On the day after her twelfth birthday, Anabel Bullen Randall went to the emergency department of Joondalup hospital after she fell on her head while dancing.
Her head and neck were fine but an X-ray showed a curvature of her spine: Anabel had scoliosis.
Two years later, she is the leader of the Perth chapter of curvygirls, an international scoliosis peer support group.
According to Peter Woodland, one of three spinal surgeons who specialise in scoliosis in Western Australia, Anabel is among two to three per cent of Australian teenagers who suffer from scoliosis, 90 per cent of whom are girls.
“Usually it comes on when girls are in the 11 to 13 year range and they suddenly become out of shape,” Dr Woodland said.
Now 14, Anabel wears a Boston brace, a rigid piece of plastic she ties around her waist to hold her back in place and stop the curve becoming more pronounced.
This is the standard treatment for scoliosis patients with a curve of 20 degrees or more, and they must wear the brace 22 hours a day until they stop growing.
Dr Woodland said the brace had a 70 per cent success rate.
“If the curve is more than 20 degrees, we consider bracing,” he said.
“If the curve is more than 40 to 45 degrees, that’s when you might consider surgery.”
As of January this year, Anabel’s curve was 65 degrees.
“If my back keeps getting worse, which it is, it will be an option for me to get surgery,” Anabel said.
“But I would have to stop doing all the things I want like dancing, synchronised swimming, and cricket, and I would have to learn how to walk again.”
Dr Woodland said the waiting list for surgery in Western Australia was probably the longest in the nation, upwards of 18 months where it should be about six months.
“But we’re getting more theatre time at Royal Perth Hospital so we’re doubling our session time from this month on,” he said.
Anabel’s mother, Bron Bullen, said there did not seem to be a lot of awareness about scoliosis.
“Anabel was getting migraines and I took her to the doctor and nobody suggested it might be her neck,” Ms Bullen said.
“Lots of people we knew didn’t actually know they were supposed to check their kids.”
Anabel said she has checked her school friends for scoliosis because their parents had not, asking them to bend over to check if anything seemed out of place.

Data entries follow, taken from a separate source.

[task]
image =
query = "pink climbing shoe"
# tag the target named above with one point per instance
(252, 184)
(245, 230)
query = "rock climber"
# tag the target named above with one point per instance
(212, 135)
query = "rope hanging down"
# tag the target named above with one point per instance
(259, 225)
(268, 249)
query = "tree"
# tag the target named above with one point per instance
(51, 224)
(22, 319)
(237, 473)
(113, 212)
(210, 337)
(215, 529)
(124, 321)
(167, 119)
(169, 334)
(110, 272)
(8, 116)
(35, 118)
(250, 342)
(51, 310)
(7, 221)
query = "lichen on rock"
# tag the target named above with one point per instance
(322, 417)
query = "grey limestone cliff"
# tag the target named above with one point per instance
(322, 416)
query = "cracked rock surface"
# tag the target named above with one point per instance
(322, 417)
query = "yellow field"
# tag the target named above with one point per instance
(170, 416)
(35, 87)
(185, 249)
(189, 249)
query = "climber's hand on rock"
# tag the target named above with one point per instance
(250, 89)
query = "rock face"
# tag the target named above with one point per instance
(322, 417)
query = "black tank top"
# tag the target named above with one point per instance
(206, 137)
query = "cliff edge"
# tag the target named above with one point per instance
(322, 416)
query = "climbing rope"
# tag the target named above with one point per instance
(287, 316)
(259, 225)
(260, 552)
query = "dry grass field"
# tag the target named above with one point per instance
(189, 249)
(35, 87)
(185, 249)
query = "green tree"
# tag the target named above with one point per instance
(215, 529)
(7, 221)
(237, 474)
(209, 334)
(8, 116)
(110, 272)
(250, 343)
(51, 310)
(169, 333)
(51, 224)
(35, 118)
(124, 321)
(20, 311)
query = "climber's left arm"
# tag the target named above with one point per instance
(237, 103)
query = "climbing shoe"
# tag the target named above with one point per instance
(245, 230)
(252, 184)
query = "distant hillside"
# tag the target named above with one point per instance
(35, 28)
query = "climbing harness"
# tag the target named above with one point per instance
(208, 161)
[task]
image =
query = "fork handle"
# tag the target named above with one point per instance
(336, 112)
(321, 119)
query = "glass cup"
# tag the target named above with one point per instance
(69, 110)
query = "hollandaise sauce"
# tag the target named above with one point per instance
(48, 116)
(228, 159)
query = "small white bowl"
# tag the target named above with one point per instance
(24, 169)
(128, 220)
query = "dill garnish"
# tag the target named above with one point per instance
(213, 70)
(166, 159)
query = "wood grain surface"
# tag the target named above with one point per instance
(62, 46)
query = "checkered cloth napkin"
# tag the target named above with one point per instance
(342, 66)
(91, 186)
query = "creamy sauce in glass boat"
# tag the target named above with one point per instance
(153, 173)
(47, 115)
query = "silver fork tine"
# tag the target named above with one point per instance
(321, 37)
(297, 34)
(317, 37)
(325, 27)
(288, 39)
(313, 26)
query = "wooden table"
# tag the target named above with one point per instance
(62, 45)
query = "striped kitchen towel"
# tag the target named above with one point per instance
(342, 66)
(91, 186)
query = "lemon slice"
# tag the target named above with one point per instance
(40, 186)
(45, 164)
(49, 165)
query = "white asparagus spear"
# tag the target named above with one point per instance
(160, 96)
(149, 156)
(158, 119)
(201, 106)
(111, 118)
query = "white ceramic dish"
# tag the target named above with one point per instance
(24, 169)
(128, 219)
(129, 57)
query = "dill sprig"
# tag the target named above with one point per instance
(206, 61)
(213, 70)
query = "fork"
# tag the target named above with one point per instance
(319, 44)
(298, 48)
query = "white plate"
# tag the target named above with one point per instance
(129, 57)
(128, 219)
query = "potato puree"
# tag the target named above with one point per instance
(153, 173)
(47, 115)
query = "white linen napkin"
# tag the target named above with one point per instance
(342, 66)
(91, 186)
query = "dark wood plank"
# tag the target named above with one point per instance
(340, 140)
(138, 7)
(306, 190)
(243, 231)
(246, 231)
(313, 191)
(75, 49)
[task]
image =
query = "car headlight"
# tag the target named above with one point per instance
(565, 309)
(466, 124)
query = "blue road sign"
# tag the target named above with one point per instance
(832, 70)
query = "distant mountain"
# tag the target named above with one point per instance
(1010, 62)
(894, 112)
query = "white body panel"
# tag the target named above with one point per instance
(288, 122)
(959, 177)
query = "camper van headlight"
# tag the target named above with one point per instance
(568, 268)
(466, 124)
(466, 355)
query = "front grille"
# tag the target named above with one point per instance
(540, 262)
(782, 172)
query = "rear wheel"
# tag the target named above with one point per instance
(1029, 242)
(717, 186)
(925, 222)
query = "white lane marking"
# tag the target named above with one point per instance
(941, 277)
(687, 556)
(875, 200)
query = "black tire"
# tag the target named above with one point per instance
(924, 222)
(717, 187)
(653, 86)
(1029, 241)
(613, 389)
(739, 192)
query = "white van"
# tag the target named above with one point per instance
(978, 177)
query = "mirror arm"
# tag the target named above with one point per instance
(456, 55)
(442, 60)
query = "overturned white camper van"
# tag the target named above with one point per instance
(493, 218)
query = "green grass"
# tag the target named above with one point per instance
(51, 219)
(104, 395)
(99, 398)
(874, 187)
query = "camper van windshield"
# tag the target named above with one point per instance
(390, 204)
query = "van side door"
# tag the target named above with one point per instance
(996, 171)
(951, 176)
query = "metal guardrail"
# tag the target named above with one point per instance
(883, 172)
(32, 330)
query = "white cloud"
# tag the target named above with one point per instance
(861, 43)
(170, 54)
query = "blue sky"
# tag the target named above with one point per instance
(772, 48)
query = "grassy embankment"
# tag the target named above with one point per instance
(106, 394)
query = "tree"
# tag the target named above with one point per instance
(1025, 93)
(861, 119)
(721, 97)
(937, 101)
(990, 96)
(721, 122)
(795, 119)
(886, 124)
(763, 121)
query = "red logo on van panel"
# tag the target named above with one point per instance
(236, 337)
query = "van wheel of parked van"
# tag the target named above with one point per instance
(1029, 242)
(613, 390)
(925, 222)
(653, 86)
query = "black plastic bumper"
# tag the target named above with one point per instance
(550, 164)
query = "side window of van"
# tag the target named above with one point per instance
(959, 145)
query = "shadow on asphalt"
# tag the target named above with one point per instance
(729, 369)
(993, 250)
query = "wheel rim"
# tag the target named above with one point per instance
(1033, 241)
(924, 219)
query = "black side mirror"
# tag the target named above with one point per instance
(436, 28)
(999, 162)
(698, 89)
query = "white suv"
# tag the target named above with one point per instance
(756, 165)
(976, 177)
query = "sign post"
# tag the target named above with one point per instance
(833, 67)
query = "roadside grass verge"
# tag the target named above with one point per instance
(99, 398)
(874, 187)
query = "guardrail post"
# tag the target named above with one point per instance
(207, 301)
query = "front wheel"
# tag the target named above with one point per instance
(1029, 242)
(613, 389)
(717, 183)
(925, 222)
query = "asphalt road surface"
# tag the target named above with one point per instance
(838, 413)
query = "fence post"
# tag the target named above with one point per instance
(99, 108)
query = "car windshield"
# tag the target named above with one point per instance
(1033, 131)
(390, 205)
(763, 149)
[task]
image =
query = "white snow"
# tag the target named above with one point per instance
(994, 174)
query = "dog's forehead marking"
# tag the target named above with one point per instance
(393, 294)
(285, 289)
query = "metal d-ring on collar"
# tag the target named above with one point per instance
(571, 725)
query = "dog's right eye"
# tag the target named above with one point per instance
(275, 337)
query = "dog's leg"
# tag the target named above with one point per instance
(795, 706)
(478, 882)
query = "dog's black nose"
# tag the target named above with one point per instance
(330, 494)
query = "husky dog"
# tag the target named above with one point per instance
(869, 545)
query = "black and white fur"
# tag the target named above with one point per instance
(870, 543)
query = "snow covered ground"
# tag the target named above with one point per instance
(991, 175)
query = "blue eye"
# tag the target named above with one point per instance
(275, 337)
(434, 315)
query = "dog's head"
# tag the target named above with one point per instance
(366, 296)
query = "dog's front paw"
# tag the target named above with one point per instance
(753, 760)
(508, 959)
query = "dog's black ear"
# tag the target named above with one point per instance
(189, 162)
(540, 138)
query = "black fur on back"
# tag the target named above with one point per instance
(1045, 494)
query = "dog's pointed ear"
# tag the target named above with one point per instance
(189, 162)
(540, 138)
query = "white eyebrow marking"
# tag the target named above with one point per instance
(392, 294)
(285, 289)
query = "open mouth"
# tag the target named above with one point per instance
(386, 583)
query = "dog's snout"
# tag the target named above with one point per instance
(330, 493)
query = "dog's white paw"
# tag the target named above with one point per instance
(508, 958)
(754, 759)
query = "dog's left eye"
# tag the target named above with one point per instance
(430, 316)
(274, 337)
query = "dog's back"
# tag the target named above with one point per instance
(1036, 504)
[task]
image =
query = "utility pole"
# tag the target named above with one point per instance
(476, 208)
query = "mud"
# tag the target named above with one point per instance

Australian schools used to perform a screening, a method of detection that required the presence of a curve to be confirmed by a medical practitioner.
According to Scoliosis Australia these programs have been “largely abandoned” due to “financial restraints”.
The current plan is the National Self-Detection Program for Scoliosis by the Spine Society of Australia, which consists of a brochure sent to schools to help children determine if they have scoliosis.
But Ms Bullen said it was up to the school whether they actually printed the brochure and handed it out.
As the Perth leader for curvygirls, Anabel meets with a group of about 18 girls to help them with everyday challenges like trying not to stand out at school and managing the discomfort of the brace.
“I’ve met girls that only got the brace a few weeks ago,” she said.
“So I show them good ways to get used to it and placement for your arms so it can stop annoying you.”
She said some of the main challenges included discomfort, eczema and rashes where the brace brushed against the skin, overheating, and compression of her stomach that made it painful after she ate.
Ms Bullen said a lot of girls were embarrassed and tried to hide their brace.
“We know a girl who doesn’t wear the brace,” Ms Bullen said.
“She won’t wear it to school because she doesn’t want anyone to know.
“Her friends don’t even know.
“It just made it so much easier [with Anabel] because she was so comfortable about it.”
Anabel said she found it best to be open and let everyone know.
“If people aren’t going to accept me for what I have, that’s their problem,” she said.